March 19, 2009
Political Science Professors Jennifer Abbassi and Mari Ishibashi join professors from military and peace schools for discussion
LYNCHBURG – When Jennifer Abbassi, associate professor of political science, attended last year’s International Studies Association conference, she was struck by similarities between peace studies scholars and scholars who teach at military institutes.
Both spent their sessions discussing whether students were adequately being prepared for 21st century challenges.
“It was fascinating to me that the peace and military studies professors, maybe without even knowing it, were asking the same questions,”Abbassi said. So she decided to invite participants from both panels to come together in a joint session at the next conference.
The 2009 conference, held recently in New York, included a well-attended and innovative roundtable titled, “Military Studies and Peace Studies People Talking: Building a Common Language for Teaching and Scholarship on 21st Century War and Peacebuilding.” Abbassi was joined by Mari Ishibashi, also a Randolph associate professor of political science. The two joined panelists who teach at peace institutes, such as the Kroc Institute at Notre Dame, and civilians who teach at military institutions, such as the Naval War College. The focus was on teaching – what is taught, how, why, and for whom.

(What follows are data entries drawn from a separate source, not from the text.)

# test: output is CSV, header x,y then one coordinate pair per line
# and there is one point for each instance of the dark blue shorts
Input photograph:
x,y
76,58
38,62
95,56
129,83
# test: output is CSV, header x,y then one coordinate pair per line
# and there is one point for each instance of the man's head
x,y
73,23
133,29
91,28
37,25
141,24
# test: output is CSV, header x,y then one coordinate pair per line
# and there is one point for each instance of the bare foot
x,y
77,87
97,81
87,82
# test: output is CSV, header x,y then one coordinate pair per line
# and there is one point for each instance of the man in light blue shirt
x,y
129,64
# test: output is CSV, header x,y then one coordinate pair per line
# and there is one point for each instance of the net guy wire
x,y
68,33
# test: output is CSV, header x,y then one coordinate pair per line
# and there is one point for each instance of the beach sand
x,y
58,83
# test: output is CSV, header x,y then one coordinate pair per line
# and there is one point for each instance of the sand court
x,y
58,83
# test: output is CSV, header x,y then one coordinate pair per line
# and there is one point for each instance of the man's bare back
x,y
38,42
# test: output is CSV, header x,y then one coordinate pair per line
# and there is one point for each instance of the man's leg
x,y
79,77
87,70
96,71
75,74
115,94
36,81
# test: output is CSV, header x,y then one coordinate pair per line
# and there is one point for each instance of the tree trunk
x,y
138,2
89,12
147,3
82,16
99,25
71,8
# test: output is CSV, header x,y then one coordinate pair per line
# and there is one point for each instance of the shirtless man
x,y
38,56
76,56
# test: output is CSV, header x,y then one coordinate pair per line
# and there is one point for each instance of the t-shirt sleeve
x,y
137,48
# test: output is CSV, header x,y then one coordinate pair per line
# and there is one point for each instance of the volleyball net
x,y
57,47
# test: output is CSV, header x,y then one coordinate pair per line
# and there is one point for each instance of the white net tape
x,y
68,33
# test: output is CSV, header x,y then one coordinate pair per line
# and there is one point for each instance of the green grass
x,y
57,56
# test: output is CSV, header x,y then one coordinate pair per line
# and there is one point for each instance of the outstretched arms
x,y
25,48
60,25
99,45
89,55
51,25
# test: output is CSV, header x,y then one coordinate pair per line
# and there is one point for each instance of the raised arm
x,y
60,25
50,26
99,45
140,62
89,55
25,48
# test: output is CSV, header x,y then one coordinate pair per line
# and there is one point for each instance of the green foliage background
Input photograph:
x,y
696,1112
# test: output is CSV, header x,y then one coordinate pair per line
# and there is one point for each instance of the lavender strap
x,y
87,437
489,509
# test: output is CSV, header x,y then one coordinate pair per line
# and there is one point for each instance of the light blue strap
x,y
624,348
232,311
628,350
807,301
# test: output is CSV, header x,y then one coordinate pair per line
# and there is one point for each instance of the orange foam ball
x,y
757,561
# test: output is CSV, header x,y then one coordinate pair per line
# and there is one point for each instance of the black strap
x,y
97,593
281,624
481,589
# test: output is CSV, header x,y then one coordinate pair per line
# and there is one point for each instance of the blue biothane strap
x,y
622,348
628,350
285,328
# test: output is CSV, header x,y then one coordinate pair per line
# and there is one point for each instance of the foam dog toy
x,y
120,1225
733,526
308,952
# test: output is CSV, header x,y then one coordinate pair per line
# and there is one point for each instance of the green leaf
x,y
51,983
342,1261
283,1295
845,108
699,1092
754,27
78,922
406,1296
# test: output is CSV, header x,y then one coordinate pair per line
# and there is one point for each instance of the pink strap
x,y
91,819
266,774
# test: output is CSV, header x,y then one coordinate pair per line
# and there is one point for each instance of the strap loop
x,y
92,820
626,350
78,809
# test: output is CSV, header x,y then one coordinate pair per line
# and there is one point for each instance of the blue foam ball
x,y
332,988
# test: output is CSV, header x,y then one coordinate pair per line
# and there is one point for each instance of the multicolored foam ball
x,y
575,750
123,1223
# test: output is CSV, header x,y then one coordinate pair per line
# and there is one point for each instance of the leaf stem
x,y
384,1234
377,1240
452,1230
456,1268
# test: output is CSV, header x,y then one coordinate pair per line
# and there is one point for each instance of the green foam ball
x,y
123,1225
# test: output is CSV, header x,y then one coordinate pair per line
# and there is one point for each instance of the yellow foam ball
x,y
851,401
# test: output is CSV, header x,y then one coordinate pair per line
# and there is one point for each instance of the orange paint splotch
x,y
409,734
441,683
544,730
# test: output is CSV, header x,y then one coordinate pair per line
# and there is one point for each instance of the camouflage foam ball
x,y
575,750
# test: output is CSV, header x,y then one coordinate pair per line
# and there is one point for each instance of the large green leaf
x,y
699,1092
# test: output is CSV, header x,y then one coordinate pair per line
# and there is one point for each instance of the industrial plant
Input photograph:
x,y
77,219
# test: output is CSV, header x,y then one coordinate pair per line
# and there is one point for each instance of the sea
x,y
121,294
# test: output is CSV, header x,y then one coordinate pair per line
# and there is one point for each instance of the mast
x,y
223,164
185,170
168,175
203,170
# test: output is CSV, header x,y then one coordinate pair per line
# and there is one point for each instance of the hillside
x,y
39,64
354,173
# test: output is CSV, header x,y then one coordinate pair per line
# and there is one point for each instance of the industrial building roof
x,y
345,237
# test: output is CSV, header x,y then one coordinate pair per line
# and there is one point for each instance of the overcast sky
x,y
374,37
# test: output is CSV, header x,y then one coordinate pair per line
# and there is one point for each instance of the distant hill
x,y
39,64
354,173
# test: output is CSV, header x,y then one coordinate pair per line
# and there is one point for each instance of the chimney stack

“The goal was to find overlapping questions, approaches and concerns,” Abbassi said, adding that another goal was to find ways to work together in collaborative research projects.
“There is a new landscape now,” Abbassi said. “We have wars happening within countries, instead of between them. The nature of conflict and the complexity of war are different, and there are multi-dimensional challenges to building peace after war.”
Despite the obvious differences between peace studies and military studies, there is a shared goal – avoiding war and sustaining peace.
Abbassi is already working with several of the panelists on both a follow-panel for next year’s conference and on a book project.
“Part of this was demystifying the other side,” Abbassi said. “It was really wonderful to hear the discussions. We recognized our differences, which helped us to be more expansive in our thinking. I believe we are on to something in terms of crossing boundaries and devising innovative approaches for the kinds of teaching that present and future circumstances require. I’m already using this in my classroom.”